HIGHER Education Minister Dr Brian Mushimba says institutions of higher learning should grow their own revenue streams through their assets.
Speaking in Parliament, Thursday, leader of the Opposition in Parliament Jack Mwiimbu said government had failed to manage public learning institutions and asked Dr Mushimba if the downing of tools by UNZA lecturers would not impact the quality of staff.
But in his response, Dr Mushimba said public leaning institutions should weigh between their expenses and the revenues that they get, urging them to grow their incomes.
He insisted that government had not failed to support higher learning institutions.
“The government has not failed to support our universities. Our universities have been receiving funding from government from time immemorial. Our government has also continued to encourage the universities to grow their revenue streams. Many of them have a lot of assets that could be turned into good revenues for themselves. Our government has also been encouraging the universities to look through their balance sheet to see their operation expenses, the allowances, their salaries and all other emoluments versus the revenues that come in,” Dr Mushimba said.

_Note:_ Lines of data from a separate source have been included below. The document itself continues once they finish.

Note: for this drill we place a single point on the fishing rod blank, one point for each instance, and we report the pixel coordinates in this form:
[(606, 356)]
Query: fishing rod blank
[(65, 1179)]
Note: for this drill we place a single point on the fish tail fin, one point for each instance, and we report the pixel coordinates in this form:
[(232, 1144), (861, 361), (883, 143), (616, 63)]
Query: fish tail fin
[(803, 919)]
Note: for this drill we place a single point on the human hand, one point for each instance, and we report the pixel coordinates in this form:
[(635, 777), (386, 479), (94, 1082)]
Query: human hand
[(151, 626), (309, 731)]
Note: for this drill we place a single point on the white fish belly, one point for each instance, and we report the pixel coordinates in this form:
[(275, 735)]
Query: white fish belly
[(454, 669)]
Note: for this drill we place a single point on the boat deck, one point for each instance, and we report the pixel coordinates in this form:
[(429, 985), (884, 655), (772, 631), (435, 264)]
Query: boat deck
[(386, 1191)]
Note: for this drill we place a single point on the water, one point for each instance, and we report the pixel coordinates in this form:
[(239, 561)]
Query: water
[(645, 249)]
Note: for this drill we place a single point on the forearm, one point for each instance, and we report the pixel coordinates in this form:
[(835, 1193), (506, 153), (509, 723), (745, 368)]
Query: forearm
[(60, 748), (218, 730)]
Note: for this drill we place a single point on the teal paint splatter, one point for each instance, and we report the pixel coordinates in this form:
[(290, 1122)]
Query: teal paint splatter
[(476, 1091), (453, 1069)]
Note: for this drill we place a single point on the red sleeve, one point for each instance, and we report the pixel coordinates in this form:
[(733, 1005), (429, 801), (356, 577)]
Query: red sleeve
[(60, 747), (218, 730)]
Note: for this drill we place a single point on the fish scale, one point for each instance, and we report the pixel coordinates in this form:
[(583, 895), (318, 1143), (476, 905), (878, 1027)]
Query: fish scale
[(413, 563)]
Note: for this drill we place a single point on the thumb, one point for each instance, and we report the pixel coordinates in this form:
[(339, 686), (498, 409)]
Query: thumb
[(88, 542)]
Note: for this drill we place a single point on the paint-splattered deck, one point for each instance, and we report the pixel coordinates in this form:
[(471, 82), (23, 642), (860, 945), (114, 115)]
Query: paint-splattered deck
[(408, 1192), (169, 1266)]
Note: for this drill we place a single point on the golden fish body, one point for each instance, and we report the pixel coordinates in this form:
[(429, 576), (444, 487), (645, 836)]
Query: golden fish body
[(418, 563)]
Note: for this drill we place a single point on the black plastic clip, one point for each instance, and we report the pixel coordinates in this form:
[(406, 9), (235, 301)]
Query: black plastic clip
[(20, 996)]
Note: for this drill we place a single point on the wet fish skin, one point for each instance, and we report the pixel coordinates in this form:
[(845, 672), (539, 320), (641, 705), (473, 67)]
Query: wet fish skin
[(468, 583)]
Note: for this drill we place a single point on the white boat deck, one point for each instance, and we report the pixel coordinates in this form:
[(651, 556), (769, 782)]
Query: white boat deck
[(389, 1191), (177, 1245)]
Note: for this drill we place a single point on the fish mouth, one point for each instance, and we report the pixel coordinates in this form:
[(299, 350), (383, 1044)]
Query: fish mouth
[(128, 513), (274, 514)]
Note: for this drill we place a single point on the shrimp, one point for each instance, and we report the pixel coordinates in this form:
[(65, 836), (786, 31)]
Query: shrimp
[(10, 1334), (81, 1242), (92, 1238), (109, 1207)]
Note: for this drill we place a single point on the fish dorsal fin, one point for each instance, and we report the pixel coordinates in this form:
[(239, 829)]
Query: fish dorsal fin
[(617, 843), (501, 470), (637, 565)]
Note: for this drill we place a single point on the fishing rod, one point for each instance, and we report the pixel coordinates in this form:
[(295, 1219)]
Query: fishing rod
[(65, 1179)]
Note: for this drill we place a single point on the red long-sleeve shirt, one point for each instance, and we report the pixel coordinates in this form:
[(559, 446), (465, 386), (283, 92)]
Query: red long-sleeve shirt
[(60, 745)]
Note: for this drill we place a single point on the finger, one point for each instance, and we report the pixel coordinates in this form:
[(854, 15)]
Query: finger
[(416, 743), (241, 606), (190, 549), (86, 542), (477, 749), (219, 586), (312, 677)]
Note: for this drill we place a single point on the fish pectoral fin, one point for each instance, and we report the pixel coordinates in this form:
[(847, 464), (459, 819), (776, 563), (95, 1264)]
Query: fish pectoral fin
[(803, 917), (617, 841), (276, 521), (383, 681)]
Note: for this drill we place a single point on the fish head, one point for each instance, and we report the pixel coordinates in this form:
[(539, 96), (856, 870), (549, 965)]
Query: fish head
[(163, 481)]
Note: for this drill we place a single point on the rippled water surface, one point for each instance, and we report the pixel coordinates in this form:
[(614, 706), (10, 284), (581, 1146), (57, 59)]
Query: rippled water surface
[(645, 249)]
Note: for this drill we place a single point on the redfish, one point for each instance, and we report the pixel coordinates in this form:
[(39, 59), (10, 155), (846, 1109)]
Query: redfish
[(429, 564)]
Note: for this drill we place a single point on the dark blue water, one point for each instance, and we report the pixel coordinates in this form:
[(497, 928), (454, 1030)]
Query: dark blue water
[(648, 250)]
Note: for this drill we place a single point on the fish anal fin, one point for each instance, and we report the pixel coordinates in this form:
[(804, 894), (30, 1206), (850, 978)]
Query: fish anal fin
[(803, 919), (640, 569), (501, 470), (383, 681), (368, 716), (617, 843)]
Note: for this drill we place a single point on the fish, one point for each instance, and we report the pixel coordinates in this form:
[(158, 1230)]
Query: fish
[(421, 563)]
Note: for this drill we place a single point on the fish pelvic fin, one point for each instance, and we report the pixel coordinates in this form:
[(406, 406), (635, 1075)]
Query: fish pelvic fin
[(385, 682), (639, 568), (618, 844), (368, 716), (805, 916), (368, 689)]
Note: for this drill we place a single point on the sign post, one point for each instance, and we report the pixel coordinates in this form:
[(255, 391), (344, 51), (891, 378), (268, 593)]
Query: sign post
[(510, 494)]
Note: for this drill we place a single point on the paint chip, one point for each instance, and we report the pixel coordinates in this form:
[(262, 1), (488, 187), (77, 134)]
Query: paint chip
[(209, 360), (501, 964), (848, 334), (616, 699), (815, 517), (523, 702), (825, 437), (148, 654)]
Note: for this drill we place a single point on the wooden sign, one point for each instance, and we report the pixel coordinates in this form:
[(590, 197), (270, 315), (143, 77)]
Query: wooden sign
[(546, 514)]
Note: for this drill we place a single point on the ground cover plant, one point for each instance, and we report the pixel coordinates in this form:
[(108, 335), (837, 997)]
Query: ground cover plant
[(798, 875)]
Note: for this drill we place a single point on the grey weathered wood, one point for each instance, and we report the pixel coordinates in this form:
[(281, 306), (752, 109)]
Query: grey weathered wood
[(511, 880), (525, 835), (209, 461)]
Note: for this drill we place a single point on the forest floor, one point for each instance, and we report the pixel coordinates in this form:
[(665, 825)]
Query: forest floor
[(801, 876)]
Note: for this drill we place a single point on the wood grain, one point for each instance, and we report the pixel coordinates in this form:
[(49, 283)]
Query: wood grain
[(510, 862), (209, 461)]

“The challenge some of the institutions of higher learning face, Mr Speaker, is the failure to balance the two sides. One side of the revenues that they get, including funding government gives them; the other side is their expenses, which government doesn’t control because government doesn’t employ on their behalf. Government doesn’t sign any contract on their behalf, government doesn’t participate in their negotiations in terms of salaries, allowances and many other things. That failure to balance the two sides is what we have seen as a challenge and we are helping them to walk through this journey.”
And Dr Mushimba said vocational institutions were not impacted by the lecturers’ strike because government obtained lecturers from other universities.
“Not too long ago, government sat with them and created a three-year strategic plan to help them get rid of all the additional debts that they had accumulated. To-date, government has been paying on that three-year plan; we are in year number three. So, the notion that government is not supporting the higher learning institutions is not true. But to answer the question on whether our vocational institutions are impacted; we are getting the lecturers from our universities; we get from other universities; we get from the region and we, currently, have all the required lecturers teaching in our vocational institutions,” he replied.
Meanwhile, Dr Mushimba said his Ministry had spent over K90 million on supporting students on bursaries.
“The Ministry of Higher Education has been providing bursaries in various skill areas to students that have been applying at our vocational institutions. Through the provision of these bursaries, the Ministry has been able to promote the participation of learners from rural areas as well as those from underprivileged backgrounds and promoted inclusive skills acquisition by youths lacking financial capacity. The fund has spent over K90 million on these bursaries. Last year alone, 6,140 applicants were awarded bursaries. In fact, 100 per cent of all the applicants to our vocational institutions were awarded bursaries using this fund,” said Dr Mushimba.